Légendes sur l'Orénoque

par Jean Chaffanjon

"Aller aux sources de l'Orénoque était considéré, par les gens de la région, comme une folie : c'était s'exposer à ne jamais revenir, à être mangé ou brûlé, à avoir une fin peut-être encore plus tragique.
Dans mon précédent voyage, j'avais vu beaucoup d'Indiens à qui j'avais demandé des renseignements précis sur la région d'où naît l'Orénoque ; tous m'avaient raconté des histoires ou plutôt des légendes si extraordinaires que je n'en pouvais croire mes oreilles. Pas un n'avait pu me dire : "J'ai vu" ; tous me disaient : "C'est un tel qui me l'a dit", et : "Celui-là a vu".
Voici quelques-unes des légendes qui effrayaient le plus les populations.

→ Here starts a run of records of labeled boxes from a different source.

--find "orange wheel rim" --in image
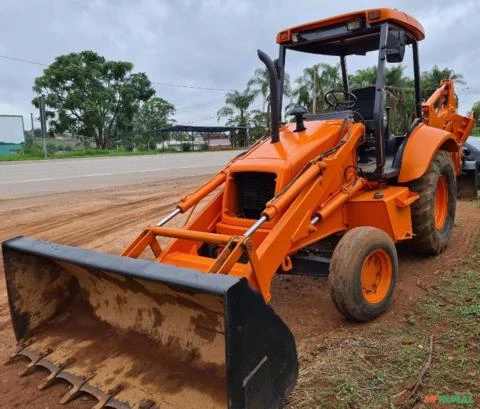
[360,249,393,304]
[435,175,448,230]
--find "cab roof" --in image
[277,8,425,55]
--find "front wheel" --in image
[328,227,398,321]
[409,151,457,255]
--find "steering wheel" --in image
[323,89,357,110]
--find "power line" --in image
[0,55,232,92]
[0,55,48,67]
[176,99,224,114]
[152,81,233,91]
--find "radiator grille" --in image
[234,172,276,219]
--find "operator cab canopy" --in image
[277,8,425,58]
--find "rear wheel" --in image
[409,151,457,254]
[328,227,398,321]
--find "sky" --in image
[0,0,480,129]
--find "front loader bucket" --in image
[3,237,298,409]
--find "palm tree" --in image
[217,88,255,147]
[247,68,270,112]
[348,67,377,88]
[422,65,465,98]
[247,68,292,121]
[293,64,341,113]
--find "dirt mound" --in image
[0,177,480,409]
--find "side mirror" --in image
[386,28,407,63]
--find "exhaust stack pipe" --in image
[257,50,280,143]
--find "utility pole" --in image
[40,94,48,159]
[30,112,35,143]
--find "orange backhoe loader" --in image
[3,9,473,409]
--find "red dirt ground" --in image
[0,177,480,409]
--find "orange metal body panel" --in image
[346,186,418,242]
[398,80,475,183]
[398,124,461,183]
[277,8,425,44]
[123,9,473,301]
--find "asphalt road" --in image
[0,151,238,199]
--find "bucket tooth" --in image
[60,374,95,405]
[37,358,75,390]
[18,348,53,376]
[4,338,35,365]
[132,400,159,409]
[92,385,123,409]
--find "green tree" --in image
[293,64,341,113]
[470,101,480,127]
[217,88,255,147]
[133,97,175,148]
[422,65,465,98]
[348,67,377,89]
[33,51,155,149]
[247,68,292,122]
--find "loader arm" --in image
[123,121,366,302]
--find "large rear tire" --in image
[328,227,398,322]
[409,151,457,255]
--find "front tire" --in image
[328,227,398,322]
[409,151,457,255]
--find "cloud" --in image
[0,0,480,129]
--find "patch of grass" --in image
[0,149,183,162]
[287,234,480,409]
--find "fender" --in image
[398,124,460,183]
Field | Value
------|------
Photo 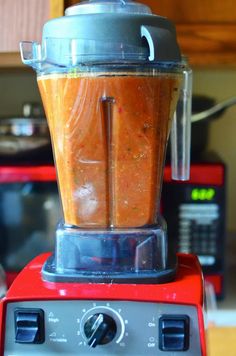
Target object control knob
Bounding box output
[84,313,117,347]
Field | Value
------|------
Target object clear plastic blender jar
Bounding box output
[21,0,191,282]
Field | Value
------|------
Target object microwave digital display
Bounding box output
[190,187,216,202]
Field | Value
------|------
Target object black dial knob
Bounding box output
[84,313,117,347]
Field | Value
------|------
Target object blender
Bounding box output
[0,0,205,356]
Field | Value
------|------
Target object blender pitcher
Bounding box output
[18,0,191,283]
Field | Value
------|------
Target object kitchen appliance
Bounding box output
[0,1,206,356]
[162,153,226,298]
[0,162,61,287]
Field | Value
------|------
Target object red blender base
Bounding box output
[0,254,206,356]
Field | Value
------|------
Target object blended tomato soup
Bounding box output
[38,73,180,228]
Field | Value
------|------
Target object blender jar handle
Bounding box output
[171,66,192,181]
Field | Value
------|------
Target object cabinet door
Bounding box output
[0,0,64,52]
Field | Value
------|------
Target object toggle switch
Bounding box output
[159,315,189,351]
[14,308,45,344]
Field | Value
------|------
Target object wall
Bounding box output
[193,69,236,231]
[0,70,41,118]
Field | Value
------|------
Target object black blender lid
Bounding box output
[42,0,181,66]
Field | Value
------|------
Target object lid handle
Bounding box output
[141,25,181,62]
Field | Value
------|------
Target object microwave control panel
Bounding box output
[162,182,225,273]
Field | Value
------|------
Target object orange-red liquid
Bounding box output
[38,75,180,227]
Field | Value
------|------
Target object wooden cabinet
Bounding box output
[0,0,64,67]
[65,0,236,67]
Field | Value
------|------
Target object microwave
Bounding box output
[161,160,226,298]
[0,165,62,286]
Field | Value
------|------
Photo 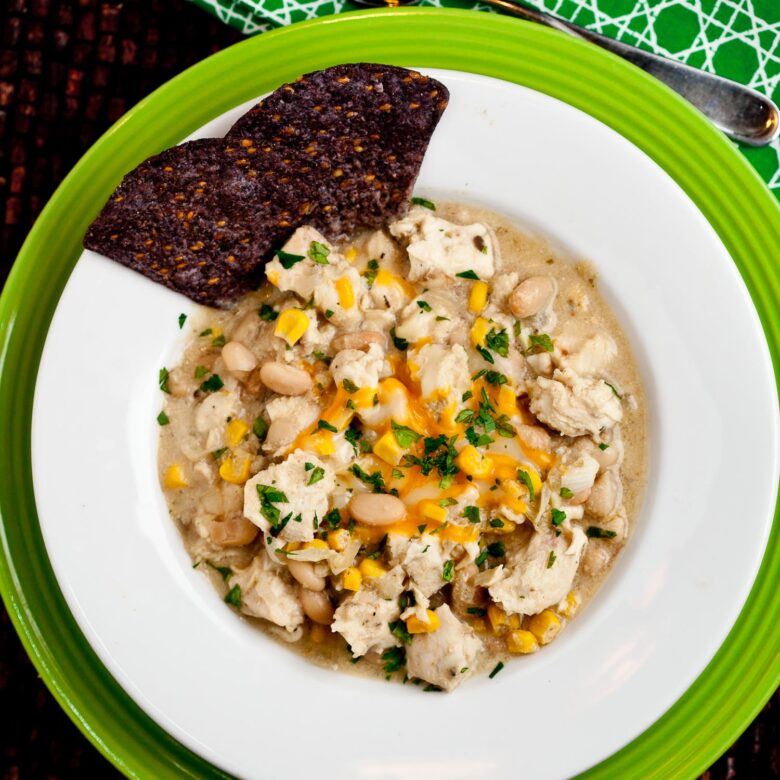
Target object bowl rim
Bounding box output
[0,9,780,777]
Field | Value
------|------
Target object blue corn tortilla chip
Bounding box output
[84,64,448,307]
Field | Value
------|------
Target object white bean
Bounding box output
[287,558,325,592]
[260,363,311,395]
[222,341,257,373]
[331,330,386,352]
[508,276,555,319]
[300,588,333,626]
[348,493,406,525]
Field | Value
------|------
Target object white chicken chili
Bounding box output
[158,199,645,691]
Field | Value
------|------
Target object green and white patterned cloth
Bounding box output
[192,0,780,198]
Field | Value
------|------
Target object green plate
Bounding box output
[0,9,780,779]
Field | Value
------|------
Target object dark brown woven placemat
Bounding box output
[0,0,780,780]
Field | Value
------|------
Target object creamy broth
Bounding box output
[159,203,647,687]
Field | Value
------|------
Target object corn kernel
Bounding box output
[418,499,447,523]
[558,590,580,618]
[303,539,328,550]
[163,463,189,490]
[309,623,330,645]
[406,609,441,634]
[302,431,336,455]
[506,630,539,655]
[358,558,387,579]
[219,455,251,485]
[373,431,405,466]
[334,276,355,309]
[225,420,249,447]
[342,566,363,592]
[469,282,488,314]
[274,309,309,346]
[455,444,493,479]
[488,604,506,634]
[528,609,561,645]
[328,528,349,552]
[471,317,490,347]
[489,516,525,536]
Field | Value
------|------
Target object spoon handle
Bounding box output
[485,0,780,146]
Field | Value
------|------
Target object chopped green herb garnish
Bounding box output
[585,525,617,539]
[517,469,534,501]
[309,241,330,265]
[225,585,241,608]
[363,259,379,287]
[550,507,566,528]
[412,196,436,211]
[257,303,279,322]
[488,661,504,680]
[390,420,422,450]
[274,249,304,271]
[528,333,555,352]
[306,464,325,485]
[388,620,414,645]
[341,379,358,393]
[390,328,409,352]
[200,374,225,393]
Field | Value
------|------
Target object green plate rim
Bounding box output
[0,9,780,780]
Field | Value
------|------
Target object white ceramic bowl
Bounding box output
[27,70,778,779]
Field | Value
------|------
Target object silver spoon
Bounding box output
[355,0,780,146]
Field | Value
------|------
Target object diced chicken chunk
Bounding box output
[528,370,623,436]
[244,450,336,542]
[390,206,497,281]
[409,344,471,401]
[406,604,482,691]
[330,588,401,658]
[228,553,303,631]
[388,534,446,598]
[489,528,588,615]
[330,344,390,387]
[555,333,617,376]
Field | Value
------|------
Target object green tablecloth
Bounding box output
[187,0,780,198]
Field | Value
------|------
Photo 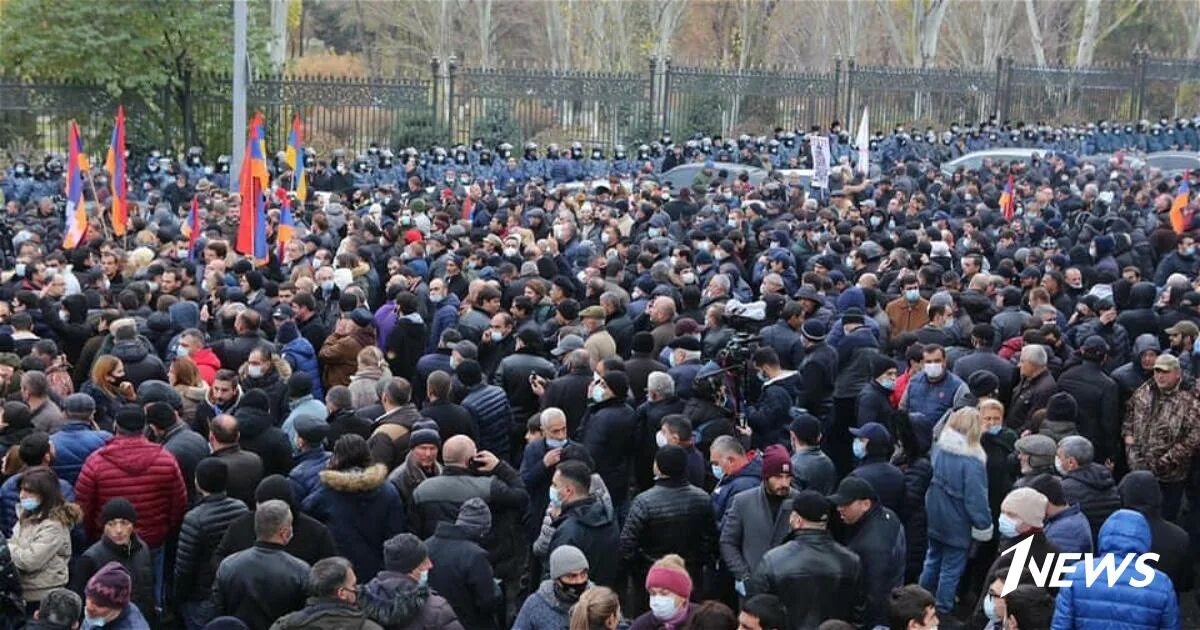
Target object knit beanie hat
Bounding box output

D'abord les sources de l'Orénoque se trouvaient dans une région habitée par des anthropophages bien armés, nombreux, qui faisaient la guerre aux tribus voisines, et dévoraient les vaincus. On disait encore : que les régions du haut Orénoque étaient protégées par un génie, qui allumait d'immenses incendies chaque fois que de téméraires mortels osaient s'avancer au-delà de certaines limites ; Qu'un feu souterrain embrasait instantanément des forêts entières, tantôt d'un côté, tantôt de l'autre ; que certains points, à des époques régulières de l'année, étaient le siège de gigantesques brasiers. Enfin d'autres racontaient que des Indiens blancs, barbus, d'une cruauté sans égale, appartenant à une tribu nombreuse et féroce, se plaisaient à faire périr les prisonniers au milieu des tourments les plus atroces. Ces histoires avaient tellement frappé l'imagination de certaines populations, qu'il suffisait de leur parler des sources du fleuve pour les voir fuir avec épouvante.

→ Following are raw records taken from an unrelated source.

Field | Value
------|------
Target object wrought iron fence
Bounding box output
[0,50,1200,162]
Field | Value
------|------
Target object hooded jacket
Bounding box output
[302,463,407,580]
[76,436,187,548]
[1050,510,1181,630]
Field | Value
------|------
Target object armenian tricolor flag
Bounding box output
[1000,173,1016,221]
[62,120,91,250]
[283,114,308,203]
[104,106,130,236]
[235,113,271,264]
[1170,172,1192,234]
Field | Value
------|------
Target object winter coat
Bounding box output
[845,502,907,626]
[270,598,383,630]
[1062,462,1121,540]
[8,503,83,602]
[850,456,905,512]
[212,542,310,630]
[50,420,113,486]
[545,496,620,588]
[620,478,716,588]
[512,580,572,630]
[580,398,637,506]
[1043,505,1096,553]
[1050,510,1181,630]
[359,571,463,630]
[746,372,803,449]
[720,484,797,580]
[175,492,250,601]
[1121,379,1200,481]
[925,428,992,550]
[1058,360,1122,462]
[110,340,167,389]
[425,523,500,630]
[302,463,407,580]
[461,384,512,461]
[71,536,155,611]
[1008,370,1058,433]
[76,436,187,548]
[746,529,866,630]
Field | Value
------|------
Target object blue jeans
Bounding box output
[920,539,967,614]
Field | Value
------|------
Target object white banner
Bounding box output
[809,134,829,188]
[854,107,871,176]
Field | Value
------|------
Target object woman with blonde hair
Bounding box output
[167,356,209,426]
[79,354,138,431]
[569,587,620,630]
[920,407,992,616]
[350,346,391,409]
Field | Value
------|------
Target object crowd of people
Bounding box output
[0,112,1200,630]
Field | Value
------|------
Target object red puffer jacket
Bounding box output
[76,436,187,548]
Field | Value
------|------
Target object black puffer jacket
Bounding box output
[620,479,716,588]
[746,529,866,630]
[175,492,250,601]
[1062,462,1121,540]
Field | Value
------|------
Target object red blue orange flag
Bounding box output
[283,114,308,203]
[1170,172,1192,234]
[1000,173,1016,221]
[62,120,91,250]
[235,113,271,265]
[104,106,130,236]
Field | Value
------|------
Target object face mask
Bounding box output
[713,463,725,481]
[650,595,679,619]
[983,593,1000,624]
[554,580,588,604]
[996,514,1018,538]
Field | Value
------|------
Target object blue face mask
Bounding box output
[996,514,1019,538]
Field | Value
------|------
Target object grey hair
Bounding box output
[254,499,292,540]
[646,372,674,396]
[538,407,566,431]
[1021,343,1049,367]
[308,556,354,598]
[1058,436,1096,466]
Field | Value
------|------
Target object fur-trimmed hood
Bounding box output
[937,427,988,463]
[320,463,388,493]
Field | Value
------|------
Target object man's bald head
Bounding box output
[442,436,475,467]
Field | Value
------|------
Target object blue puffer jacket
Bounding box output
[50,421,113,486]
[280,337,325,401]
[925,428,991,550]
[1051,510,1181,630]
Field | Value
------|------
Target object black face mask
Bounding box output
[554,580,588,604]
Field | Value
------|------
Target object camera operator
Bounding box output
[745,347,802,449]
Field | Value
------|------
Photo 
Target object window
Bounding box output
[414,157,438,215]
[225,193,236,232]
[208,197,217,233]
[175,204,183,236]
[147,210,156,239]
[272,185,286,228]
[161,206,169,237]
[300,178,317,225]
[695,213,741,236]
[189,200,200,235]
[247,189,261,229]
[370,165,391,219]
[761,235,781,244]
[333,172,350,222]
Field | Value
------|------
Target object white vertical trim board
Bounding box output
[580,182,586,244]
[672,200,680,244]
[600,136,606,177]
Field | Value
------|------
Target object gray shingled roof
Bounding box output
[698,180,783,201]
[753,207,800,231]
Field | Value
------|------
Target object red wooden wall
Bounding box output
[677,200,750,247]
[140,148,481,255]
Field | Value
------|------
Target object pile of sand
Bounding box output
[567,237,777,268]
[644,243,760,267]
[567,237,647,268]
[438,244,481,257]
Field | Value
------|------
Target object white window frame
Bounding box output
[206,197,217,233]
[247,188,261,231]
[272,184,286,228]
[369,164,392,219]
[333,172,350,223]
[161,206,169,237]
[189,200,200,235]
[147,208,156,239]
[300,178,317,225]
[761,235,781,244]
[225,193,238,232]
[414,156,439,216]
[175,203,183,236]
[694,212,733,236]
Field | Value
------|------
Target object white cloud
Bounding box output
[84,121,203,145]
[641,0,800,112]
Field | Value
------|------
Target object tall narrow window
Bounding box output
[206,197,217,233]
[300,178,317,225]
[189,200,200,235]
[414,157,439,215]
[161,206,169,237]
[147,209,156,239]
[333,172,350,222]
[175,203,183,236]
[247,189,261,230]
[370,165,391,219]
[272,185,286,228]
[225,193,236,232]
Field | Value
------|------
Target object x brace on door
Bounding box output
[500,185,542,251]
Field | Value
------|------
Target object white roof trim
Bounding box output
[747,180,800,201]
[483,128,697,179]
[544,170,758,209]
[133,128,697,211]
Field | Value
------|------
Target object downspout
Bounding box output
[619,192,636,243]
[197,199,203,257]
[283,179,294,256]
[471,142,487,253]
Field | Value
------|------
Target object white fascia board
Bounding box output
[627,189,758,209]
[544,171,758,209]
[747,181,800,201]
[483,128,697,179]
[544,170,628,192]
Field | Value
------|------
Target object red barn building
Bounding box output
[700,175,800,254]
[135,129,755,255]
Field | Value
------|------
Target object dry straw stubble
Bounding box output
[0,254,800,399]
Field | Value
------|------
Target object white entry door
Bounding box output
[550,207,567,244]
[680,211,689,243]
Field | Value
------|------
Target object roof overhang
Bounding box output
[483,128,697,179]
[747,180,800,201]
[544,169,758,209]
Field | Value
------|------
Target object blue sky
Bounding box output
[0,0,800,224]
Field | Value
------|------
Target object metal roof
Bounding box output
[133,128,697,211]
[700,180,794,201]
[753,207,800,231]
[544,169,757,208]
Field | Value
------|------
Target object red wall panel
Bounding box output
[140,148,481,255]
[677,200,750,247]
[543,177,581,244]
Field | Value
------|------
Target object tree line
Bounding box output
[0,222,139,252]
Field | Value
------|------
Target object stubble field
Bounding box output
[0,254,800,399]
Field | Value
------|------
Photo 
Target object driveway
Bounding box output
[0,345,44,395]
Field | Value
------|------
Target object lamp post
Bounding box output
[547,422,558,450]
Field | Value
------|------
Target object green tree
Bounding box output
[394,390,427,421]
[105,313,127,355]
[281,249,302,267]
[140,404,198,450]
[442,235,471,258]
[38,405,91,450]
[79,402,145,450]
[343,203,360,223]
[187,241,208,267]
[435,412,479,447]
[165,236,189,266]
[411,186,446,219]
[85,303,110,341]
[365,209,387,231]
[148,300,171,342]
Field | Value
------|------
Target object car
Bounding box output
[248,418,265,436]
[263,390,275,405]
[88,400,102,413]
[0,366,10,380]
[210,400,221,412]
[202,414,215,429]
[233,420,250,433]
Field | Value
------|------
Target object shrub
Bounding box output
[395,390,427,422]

[…] Ces solitudes qu'aucun Européen n'avait visitées voient pour la première fois, le 18 décembre 1886, flotter le drapeau, français, non en conquérant, mais en pionnier du progrès et de la civilisation. De ce point j'envoie par delà les mers mes vœux à ma chère patrie, et, pour perpétuer le passage de l'un de ses enfants aux sources de l'Orénoque, je donne au pic de montagne d'où naît ce fleuve le nom d'un Français illustre, Ferdinand de Lesseps."
Jean Chaffanjon, "Voyage aux sources de l'Orénoque… 1886-1887", Le Tour du Monde, 1888, p. 337 et 384.